Alford: I don't know, I just hope they don't all of a sudden start changing things, because our RPI is pretty good, and hopefully it can continue to get better. That has been the barometer, over the last several years, that has been the biggest barometer. There are a lot of factors you look at, but that's a barometer they've installed to really look at it. Having Bob on that selection committee for the last 4 years and having him Chair, we've learned that in scheduling. Normally, if you schedule RPI teams 200-225 and better, your RPI will take care of itself and we've really tried to do that the last couple of years. I think our RPI has shown that indication, even when we've lost games. Scheduling Air Force, that's helped us. Scheduling certain teams that are on our schedule now. When we look at our Gazette Challenge, we trying to find teams. It doesn't always happen that way, and you can't always predict how the RPI's going to happen, but for instance when we fill our schedule going into next year, we look at RPIs from this year, and we try to get teams where their RPI is 200 or better. We could put a team on our schedule who this year has an RPI of 180, and the following year they end up having a 270 RPI. But we can look at those teams' history of RPI, and say "This has been their history, this would be a pretty good team to play in the non conference because its' not going to hurt you late in the year with your RPI. Teams like Air Force and teams like that, that can really help a team. That's the way we've gone about our non conference, and then the three teams that obviously we have to play in state, Drake, Iowa State, and Northern Iowa, it helps when those three do well, just like it helps them when we do well. So the ones you have to play, you're pulling for them as well.

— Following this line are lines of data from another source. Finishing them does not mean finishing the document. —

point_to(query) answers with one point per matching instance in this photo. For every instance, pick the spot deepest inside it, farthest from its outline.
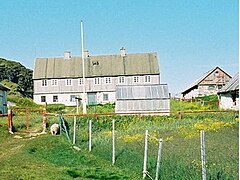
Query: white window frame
(108, 80)
(147, 79)
(44, 98)
(97, 81)
(105, 97)
(55, 99)
(80, 82)
(121, 80)
(72, 98)
(135, 79)
(54, 82)
(68, 82)
(44, 82)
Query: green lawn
(53, 157)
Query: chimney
(67, 55)
(123, 52)
(86, 54)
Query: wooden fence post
(113, 142)
(44, 121)
(179, 115)
(203, 155)
(10, 121)
(159, 158)
(90, 135)
(74, 129)
(145, 155)
(27, 119)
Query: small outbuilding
(229, 94)
(143, 99)
(208, 84)
(3, 99)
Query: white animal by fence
(55, 129)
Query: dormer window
(108, 80)
(96, 81)
(68, 82)
(44, 82)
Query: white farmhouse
(229, 94)
(59, 80)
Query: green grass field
(53, 157)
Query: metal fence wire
(181, 152)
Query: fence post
(159, 158)
(179, 115)
(90, 135)
(113, 141)
(203, 155)
(145, 155)
(27, 119)
(10, 121)
(74, 129)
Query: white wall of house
(226, 102)
(103, 88)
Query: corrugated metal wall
(142, 99)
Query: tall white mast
(83, 69)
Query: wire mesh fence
(181, 139)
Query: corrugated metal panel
(107, 65)
(142, 92)
(142, 98)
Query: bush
(55, 108)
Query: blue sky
(190, 36)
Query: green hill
(16, 76)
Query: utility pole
(83, 70)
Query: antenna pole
(83, 69)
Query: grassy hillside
(19, 75)
(53, 157)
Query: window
(147, 79)
(43, 98)
(97, 81)
(105, 97)
(72, 98)
(108, 80)
(68, 82)
(55, 98)
(121, 79)
(211, 87)
(135, 79)
(54, 82)
(44, 82)
(80, 81)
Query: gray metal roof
(2, 87)
(200, 79)
(232, 85)
(97, 66)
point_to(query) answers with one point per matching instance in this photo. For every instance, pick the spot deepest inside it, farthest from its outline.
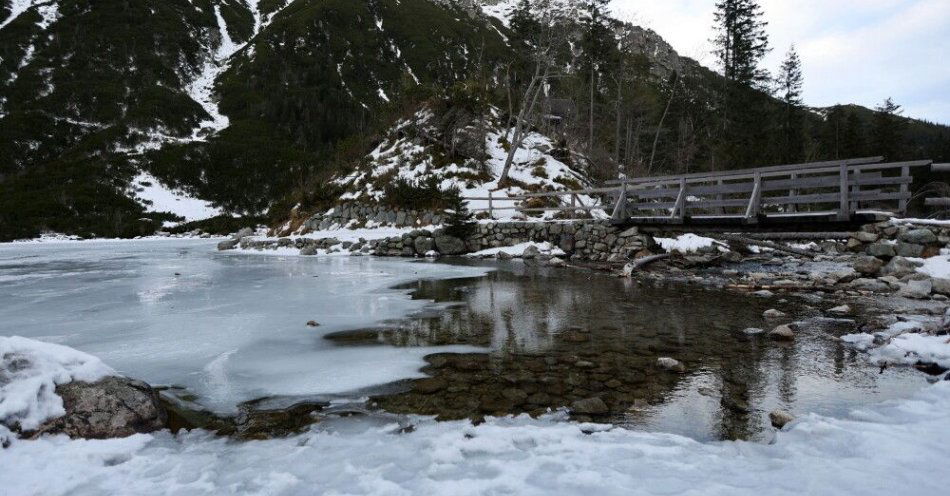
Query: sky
(852, 51)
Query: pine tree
(597, 45)
(792, 119)
(745, 120)
(888, 130)
(459, 222)
(741, 42)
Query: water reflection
(561, 338)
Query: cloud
(853, 51)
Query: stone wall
(376, 214)
(587, 241)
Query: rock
(919, 236)
(243, 233)
(449, 245)
(556, 262)
(881, 250)
(589, 406)
(780, 418)
(671, 364)
(423, 245)
(842, 309)
(909, 250)
(429, 385)
(108, 408)
(899, 267)
(530, 252)
(873, 285)
(782, 333)
(918, 289)
(941, 285)
(868, 265)
(228, 244)
(773, 314)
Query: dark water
(559, 336)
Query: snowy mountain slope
(468, 156)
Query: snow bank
(885, 449)
(158, 198)
(904, 343)
(516, 250)
(29, 373)
(686, 243)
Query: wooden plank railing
(836, 189)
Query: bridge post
(905, 188)
(755, 201)
(844, 207)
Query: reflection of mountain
(556, 337)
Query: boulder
(780, 418)
(868, 265)
(423, 245)
(918, 289)
(941, 286)
(909, 250)
(449, 245)
(881, 250)
(919, 236)
(589, 406)
(108, 408)
(228, 244)
(782, 333)
(671, 364)
(530, 252)
(773, 314)
(899, 267)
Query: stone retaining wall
(376, 214)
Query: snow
(29, 373)
(938, 266)
(158, 198)
(686, 243)
(517, 250)
(229, 328)
(884, 449)
(533, 166)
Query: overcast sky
(853, 51)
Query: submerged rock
(108, 408)
(589, 406)
(782, 333)
(780, 418)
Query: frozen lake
(229, 328)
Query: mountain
(119, 116)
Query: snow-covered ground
(230, 328)
(156, 197)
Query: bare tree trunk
(659, 127)
(527, 107)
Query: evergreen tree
(459, 221)
(888, 130)
(741, 41)
(792, 121)
(745, 118)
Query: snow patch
(29, 373)
(157, 197)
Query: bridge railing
(834, 189)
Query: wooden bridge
(849, 190)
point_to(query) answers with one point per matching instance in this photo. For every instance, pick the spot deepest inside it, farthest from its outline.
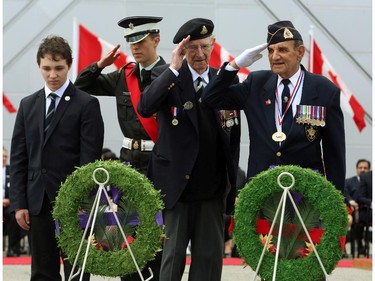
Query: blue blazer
(39, 165)
(256, 97)
(176, 150)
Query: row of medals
(280, 136)
(230, 117)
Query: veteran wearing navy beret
(191, 161)
(294, 116)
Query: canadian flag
(219, 55)
(319, 64)
(88, 48)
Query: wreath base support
(92, 217)
(281, 206)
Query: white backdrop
(239, 24)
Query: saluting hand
(109, 57)
(178, 54)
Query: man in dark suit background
(57, 129)
(309, 132)
(350, 189)
(364, 199)
(10, 226)
(191, 161)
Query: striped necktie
(288, 115)
(199, 88)
(50, 112)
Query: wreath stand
(281, 206)
(92, 217)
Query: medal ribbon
(290, 101)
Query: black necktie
(288, 115)
(50, 111)
(199, 88)
(146, 77)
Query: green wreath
(320, 193)
(137, 190)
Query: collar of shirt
(151, 66)
(204, 75)
(298, 94)
(293, 81)
(59, 92)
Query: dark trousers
(155, 267)
(203, 224)
(45, 253)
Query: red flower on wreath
(130, 240)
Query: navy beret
(197, 29)
(139, 27)
(282, 31)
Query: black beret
(197, 29)
(139, 27)
(282, 31)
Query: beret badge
(204, 30)
(288, 34)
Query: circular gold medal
(279, 136)
(188, 105)
(229, 123)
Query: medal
(229, 123)
(175, 111)
(279, 136)
(188, 105)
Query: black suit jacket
(351, 185)
(364, 198)
(256, 97)
(40, 164)
(6, 210)
(176, 150)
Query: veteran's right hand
(23, 218)
(249, 56)
(109, 57)
(178, 54)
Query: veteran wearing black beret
(191, 161)
(294, 116)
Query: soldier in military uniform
(142, 35)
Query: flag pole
(75, 50)
(311, 54)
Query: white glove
(249, 56)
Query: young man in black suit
(57, 129)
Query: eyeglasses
(194, 48)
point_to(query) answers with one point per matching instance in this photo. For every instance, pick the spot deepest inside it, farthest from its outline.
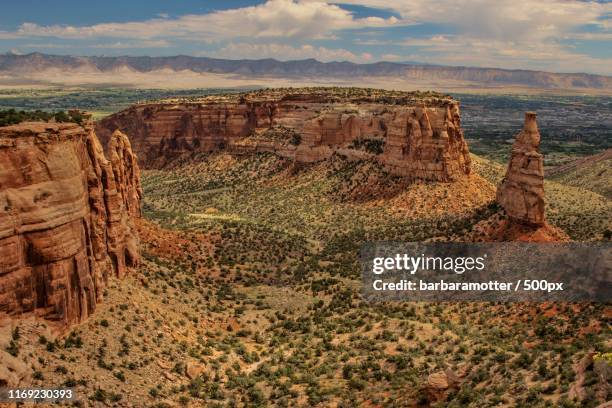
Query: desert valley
(204, 251)
(306, 203)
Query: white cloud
(288, 52)
(273, 19)
(503, 20)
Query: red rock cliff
(414, 135)
(65, 218)
(521, 192)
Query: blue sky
(552, 35)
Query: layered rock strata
(414, 135)
(66, 218)
(521, 192)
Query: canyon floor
(249, 295)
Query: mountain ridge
(13, 65)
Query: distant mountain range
(13, 66)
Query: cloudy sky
(551, 35)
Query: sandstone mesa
(66, 218)
(414, 135)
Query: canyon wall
(413, 135)
(66, 218)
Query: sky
(549, 35)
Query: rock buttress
(415, 137)
(65, 219)
(521, 192)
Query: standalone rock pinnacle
(521, 192)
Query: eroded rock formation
(521, 192)
(66, 218)
(414, 135)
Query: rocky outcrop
(414, 135)
(66, 218)
(521, 192)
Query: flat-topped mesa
(413, 134)
(65, 218)
(521, 192)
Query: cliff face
(521, 192)
(65, 218)
(412, 136)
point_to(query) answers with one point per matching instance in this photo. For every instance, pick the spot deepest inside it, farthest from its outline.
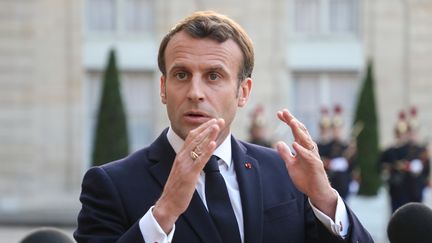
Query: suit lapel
(247, 171)
(196, 214)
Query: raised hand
(306, 168)
(189, 162)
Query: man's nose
(196, 89)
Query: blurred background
(310, 54)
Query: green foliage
(368, 139)
(111, 138)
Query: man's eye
(213, 76)
(181, 76)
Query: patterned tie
(218, 203)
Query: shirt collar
(223, 151)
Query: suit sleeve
(102, 217)
(317, 232)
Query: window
(317, 17)
(113, 16)
(321, 89)
(101, 15)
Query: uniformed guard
(339, 168)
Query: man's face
(201, 82)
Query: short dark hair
(218, 27)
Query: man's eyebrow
(177, 66)
(217, 67)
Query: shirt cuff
(151, 230)
(341, 224)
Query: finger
(303, 152)
(285, 152)
(195, 132)
(298, 129)
(196, 136)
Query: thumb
(285, 152)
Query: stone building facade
(309, 54)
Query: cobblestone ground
(373, 212)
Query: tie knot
(212, 165)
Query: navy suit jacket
(115, 196)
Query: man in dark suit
(166, 192)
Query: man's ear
(244, 92)
(162, 91)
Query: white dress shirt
(152, 232)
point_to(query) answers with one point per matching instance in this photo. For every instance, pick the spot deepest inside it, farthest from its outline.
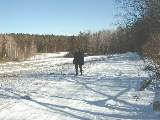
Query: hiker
(78, 60)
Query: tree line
(20, 46)
(141, 20)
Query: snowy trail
(45, 88)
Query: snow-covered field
(44, 88)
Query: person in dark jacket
(78, 60)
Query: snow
(44, 87)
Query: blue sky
(65, 17)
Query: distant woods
(141, 21)
(21, 46)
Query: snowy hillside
(44, 87)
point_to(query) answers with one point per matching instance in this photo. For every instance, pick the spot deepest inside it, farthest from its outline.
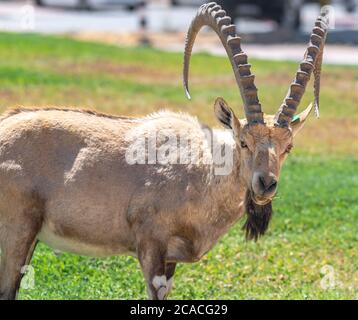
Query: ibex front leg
(151, 254)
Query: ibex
(66, 180)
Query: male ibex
(66, 180)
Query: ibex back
(66, 178)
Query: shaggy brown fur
(258, 218)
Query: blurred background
(164, 23)
(125, 57)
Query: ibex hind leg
(152, 254)
(20, 223)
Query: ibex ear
(226, 116)
(299, 120)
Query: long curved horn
(212, 15)
(312, 62)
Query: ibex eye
(243, 144)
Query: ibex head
(263, 141)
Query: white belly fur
(63, 244)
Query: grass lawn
(314, 229)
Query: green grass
(316, 211)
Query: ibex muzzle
(64, 178)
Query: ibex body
(66, 179)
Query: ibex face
(263, 149)
(263, 141)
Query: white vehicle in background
(91, 4)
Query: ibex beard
(64, 178)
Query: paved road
(17, 16)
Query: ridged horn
(312, 62)
(212, 15)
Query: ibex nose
(265, 184)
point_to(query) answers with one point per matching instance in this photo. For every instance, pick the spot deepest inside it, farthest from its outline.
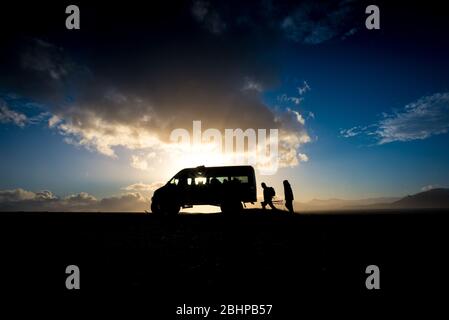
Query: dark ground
(259, 258)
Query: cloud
(45, 57)
(304, 88)
(419, 120)
(208, 17)
(252, 85)
(314, 23)
(303, 157)
(430, 187)
(137, 107)
(23, 200)
(142, 187)
(10, 116)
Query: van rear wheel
(165, 208)
(233, 207)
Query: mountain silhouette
(431, 199)
(434, 198)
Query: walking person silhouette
(288, 196)
(268, 194)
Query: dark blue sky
(90, 110)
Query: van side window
(242, 179)
(200, 181)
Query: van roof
(222, 169)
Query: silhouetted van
(226, 187)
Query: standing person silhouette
(288, 196)
(268, 194)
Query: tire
(164, 208)
(230, 208)
(155, 207)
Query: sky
(86, 115)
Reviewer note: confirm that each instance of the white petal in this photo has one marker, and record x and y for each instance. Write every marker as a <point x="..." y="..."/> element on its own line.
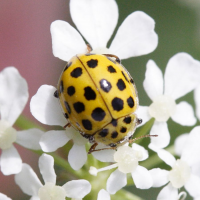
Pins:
<point x="167" y="157"/>
<point x="45" y="107"/>
<point x="116" y="181"/>
<point x="77" y="156"/>
<point x="153" y="82"/>
<point x="11" y="162"/>
<point x="184" y="114"/>
<point x="142" y="150"/>
<point x="191" y="150"/>
<point x="35" y="198"/>
<point x="52" y="140"/>
<point x="103" y="195"/>
<point x="193" y="185"/>
<point x="104" y="155"/>
<point x="30" y="138"/>
<point x="168" y="192"/>
<point x="66" y="40"/>
<point x="135" y="37"/>
<point x="96" y="20"/>
<point x="163" y="138"/>
<point x="28" y="181"/>
<point x="197" y="100"/>
<point x="4" y="197"/>
<point x="142" y="178"/>
<point x="143" y="113"/>
<point x="160" y="177"/>
<point x="77" y="188"/>
<point x="180" y="143"/>
<point x="13" y="94"/>
<point x="46" y="165"/>
<point x="187" y="69"/>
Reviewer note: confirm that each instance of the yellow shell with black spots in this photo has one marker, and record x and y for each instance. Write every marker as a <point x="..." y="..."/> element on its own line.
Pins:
<point x="99" y="98"/>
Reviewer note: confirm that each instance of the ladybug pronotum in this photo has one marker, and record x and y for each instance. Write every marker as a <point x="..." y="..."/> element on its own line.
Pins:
<point x="99" y="99"/>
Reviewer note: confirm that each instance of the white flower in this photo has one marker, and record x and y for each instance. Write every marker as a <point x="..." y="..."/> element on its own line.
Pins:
<point x="183" y="170"/>
<point x="96" y="21"/>
<point x="31" y="185"/>
<point x="181" y="76"/>
<point x="46" y="109"/>
<point x="197" y="100"/>
<point x="13" y="98"/>
<point x="126" y="159"/>
<point x="4" y="197"/>
<point x="103" y="195"/>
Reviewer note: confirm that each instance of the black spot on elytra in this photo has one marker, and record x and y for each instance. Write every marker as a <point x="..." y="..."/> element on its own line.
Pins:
<point x="103" y="133"/>
<point x="123" y="129"/>
<point x="61" y="87"/>
<point x="114" y="134"/>
<point x="92" y="63"/>
<point x="68" y="65"/>
<point x="121" y="85"/>
<point x="66" y="115"/>
<point x="89" y="93"/>
<point x="70" y="90"/>
<point x="67" y="107"/>
<point x="127" y="120"/>
<point x="111" y="69"/>
<point x="87" y="124"/>
<point x="76" y="72"/>
<point x="125" y="77"/>
<point x="130" y="102"/>
<point x="105" y="85"/>
<point x="98" y="114"/>
<point x="114" y="122"/>
<point x="117" y="104"/>
<point x="79" y="107"/>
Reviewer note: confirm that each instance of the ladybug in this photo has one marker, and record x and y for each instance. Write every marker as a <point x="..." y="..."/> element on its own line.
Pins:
<point x="99" y="99"/>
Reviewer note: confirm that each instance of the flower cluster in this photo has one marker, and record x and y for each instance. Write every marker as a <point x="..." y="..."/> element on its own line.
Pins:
<point x="96" y="21"/>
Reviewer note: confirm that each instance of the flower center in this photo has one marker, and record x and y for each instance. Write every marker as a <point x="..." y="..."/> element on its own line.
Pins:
<point x="127" y="159"/>
<point x="179" y="174"/>
<point x="162" y="108"/>
<point x="8" y="135"/>
<point x="51" y="192"/>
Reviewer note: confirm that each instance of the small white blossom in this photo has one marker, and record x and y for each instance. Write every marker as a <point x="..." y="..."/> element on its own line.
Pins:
<point x="13" y="98"/>
<point x="181" y="76"/>
<point x="127" y="161"/>
<point x="28" y="181"/>
<point x="103" y="195"/>
<point x="96" y="21"/>
<point x="197" y="101"/>
<point x="46" y="109"/>
<point x="4" y="197"/>
<point x="183" y="170"/>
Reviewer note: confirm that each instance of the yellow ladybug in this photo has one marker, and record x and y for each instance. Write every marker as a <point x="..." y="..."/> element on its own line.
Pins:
<point x="99" y="99"/>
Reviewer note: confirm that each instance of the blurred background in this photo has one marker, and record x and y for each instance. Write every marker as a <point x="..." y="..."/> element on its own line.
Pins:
<point x="25" y="42"/>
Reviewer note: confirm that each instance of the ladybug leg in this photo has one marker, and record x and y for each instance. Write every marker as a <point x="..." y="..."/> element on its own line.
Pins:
<point x="67" y="125"/>
<point x="89" y="48"/>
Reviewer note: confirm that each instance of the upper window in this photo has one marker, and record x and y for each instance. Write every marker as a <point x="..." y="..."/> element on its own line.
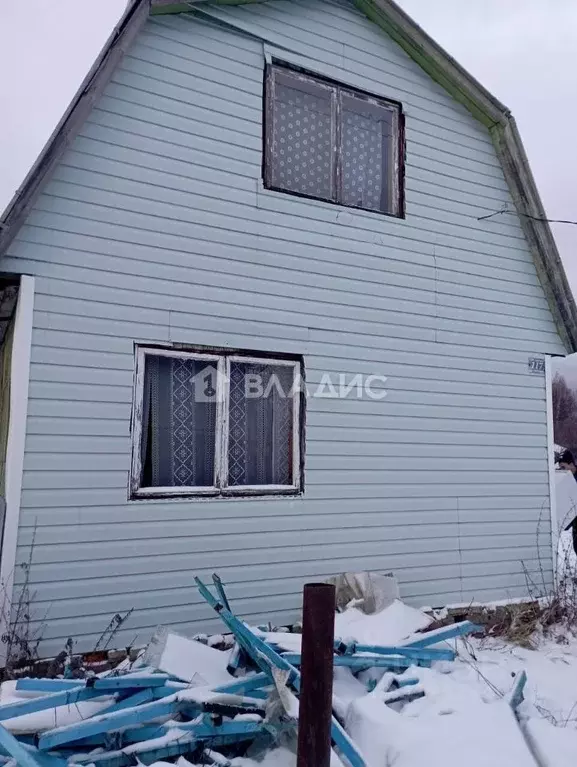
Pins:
<point x="333" y="143"/>
<point x="215" y="424"/>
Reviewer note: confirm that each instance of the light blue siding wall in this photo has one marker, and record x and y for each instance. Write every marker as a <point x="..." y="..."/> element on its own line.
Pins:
<point x="156" y="228"/>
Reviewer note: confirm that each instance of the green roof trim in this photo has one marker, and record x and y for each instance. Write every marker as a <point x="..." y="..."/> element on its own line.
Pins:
<point x="421" y="48"/>
<point x="426" y="61"/>
<point x="162" y="9"/>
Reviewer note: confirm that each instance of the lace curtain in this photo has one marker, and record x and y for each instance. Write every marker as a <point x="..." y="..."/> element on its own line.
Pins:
<point x="260" y="427"/>
<point x="179" y="427"/>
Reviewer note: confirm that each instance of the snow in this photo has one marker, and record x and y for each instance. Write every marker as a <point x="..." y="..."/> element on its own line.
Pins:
<point x="390" y="626"/>
<point x="41" y="721"/>
<point x="187" y="659"/>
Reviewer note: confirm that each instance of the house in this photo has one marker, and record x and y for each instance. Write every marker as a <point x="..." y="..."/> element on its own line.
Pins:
<point x="241" y="198"/>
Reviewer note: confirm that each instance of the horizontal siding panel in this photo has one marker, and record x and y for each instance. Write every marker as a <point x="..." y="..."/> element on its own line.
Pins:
<point x="213" y="201"/>
<point x="324" y="299"/>
<point x="180" y="136"/>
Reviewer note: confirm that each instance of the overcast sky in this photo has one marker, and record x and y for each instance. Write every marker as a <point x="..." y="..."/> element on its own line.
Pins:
<point x="524" y="51"/>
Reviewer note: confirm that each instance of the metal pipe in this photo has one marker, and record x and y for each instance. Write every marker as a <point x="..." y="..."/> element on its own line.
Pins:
<point x="316" y="689"/>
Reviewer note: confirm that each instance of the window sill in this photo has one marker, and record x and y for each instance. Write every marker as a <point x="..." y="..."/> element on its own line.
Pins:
<point x="264" y="191"/>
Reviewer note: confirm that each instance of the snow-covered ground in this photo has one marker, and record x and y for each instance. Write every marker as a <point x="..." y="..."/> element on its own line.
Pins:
<point x="464" y="716"/>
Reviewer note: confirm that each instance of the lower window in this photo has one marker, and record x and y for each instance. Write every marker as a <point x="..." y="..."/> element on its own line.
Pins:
<point x="215" y="424"/>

Q: Could you talk a little bit about Adam Haluska, what he's done in the last nine games, averaging 19 a game scoring from everywhere on the floor?

Alford: Yeah, and I think, and Adam will tell you too, that Michigan wasn't one of his better games. I just didn't think he was into it mentally like he's been, but you look at his line and he's got 17 points and he did it very quietly. He's just a really special player that way. We're going to spend a lot of time with him this spring, and hopefully the rules will change and we can spend some time with him in the summer too. He's just got to continue to work on his feel. When he understands the feel and the flow of playing offense/defense, and what I mean by that is where to spot up when the post player has it, where to space up when someone's dribbling at you, what to do when you go off the bounce. Right now, when he goes off the bounce, he thinks he's Superman and is going to jump over three people. Just coming to a stop and making plays. When he gets an understanding and feel of that, he's going to be terrific. We've got to spend a lot of time with him, but for what's happened over the last nine games, he's been as a big a part of our success as anybody the way he's elevated his game at both ends, and we've needed that.

Q: What did you tell him after Pierre left the team, what Adam needed to do at that point?

Alford: Not singling him out, basically, we talked about in the locker room that coaches are going to have to do more. Any time you lose a player of that caliber who means that much to what you do offensively and defensively and how things center around him. Coaches are going to find ways to help you more, collectively as a group, and players are going to have to ask themselves to do more. Bru and Jeff, they go from having three captains to two captains, and that's why we went through a stretch there where we really challenged them and their leadership. I think both those guys have been much better in the last two weeks with passionate leadership on the floor. Case in point, a tight game against Ohio State, Jeff penetrates and passes to Doug. I don't know if three weeks ago Jeff trusts Doug enough to make that play. Not only make that play and finish it, but then to go to the line and make the free throw. They're starting to gain a little bit of that trust. It wasn't so much singling out Adam as much as it was all of us are going to have to do more. I've got to give our guys a lot of credit, I think all of them are doing a lot more.